Het SAMEN proberen
Jack wou dat hij niet tegen zijn moeder had geschreeuwd.
‘Daarom zeg Ik u, dat u elkaar dient te vergeven’ (Leer en Verbonden 64:9).
Jack zat in de problemen. Hij had zijn zusje, Harper, geplaagd. Mama had gezegd dat hij moest ophouden. Hij had zijn speelgoed op de keukenvloer laten liggen. Mama had hem gevraagd het op te ruimen. Hij had alle plastic bekers uit de kast gehaald om er een toren mee te bouwen. Mama had gezegd dat hij ze moest opruimen. Toen kreeg hij ruzie met zijn broertje, Adam. Mama had tegen hem geschreeuwd. En Jack had teruggeschreeuwd. Toen moest Jack van zijn moeder buiten gaan zitten.
Jack rende door de keuken naar het balkon. Hij sloeg de deur zo hard mogelijk dicht. Hij liep steeds maar heen en weer. Hij was kwaad!
En hij was verdrietig. Hij wou dat zijn moeder niet tegen hem had geschreeuwd.
Hij stond stil en keek omlaag naar de auto’s. Hij keek hoe de kleine auto’s en grote bussen voorbijreden. Hij wou dat hij niet tegen zijn moeder had geschreeuwd. Hij had Harper niet moeten plagen. En geen ruzie met Adam moeten maken. Hij had vandaag geen goede beslissingen genomen.

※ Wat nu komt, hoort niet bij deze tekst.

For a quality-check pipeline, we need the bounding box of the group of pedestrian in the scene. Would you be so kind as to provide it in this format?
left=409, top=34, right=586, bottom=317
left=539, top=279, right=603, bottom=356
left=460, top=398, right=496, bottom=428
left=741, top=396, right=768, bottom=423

Jack zuchtte. Hij keek naar beneden en telde de auto’s.
Al snel ging de balkondeur open. Het was mama.
‘Jack?’ zei ze zachtjes. Ze stapte naar buiten en deed de deur achter zich dicht. Ze stond naast Jack en keek samen met hem naar de auto’s.
‘Het spijt me dat ik niet naar je heb geluisterd’, zei Jack. ‘En het spijt me dat ik niet erg aardig was. Wil je me vergeven?’
‘Natuurlijk!’ Mama gaf Jack een dikke knuffel. ‘Het spijt me dat ik tegen jou heb geschreeuwd. Ik leer nog steeds, net als jij, en ik doe soms dingen verkeerd.’
Jack hield mama stevig vast.
‘Laten we het opnieuw proberen’, zei mama.
Ze volgde Jack naar binnen. Ze hielp hem met het opruimen van de bekers. Ze hielpen Harper met het zoeken naar haar deken. Toen speelden ze een spel met Adam en Harper. Toen Adam niet tegen zijn verlies kon, werd Jack niet kwaad. Mama glimlachte naar hem. Ze leerden en probeerden het samen.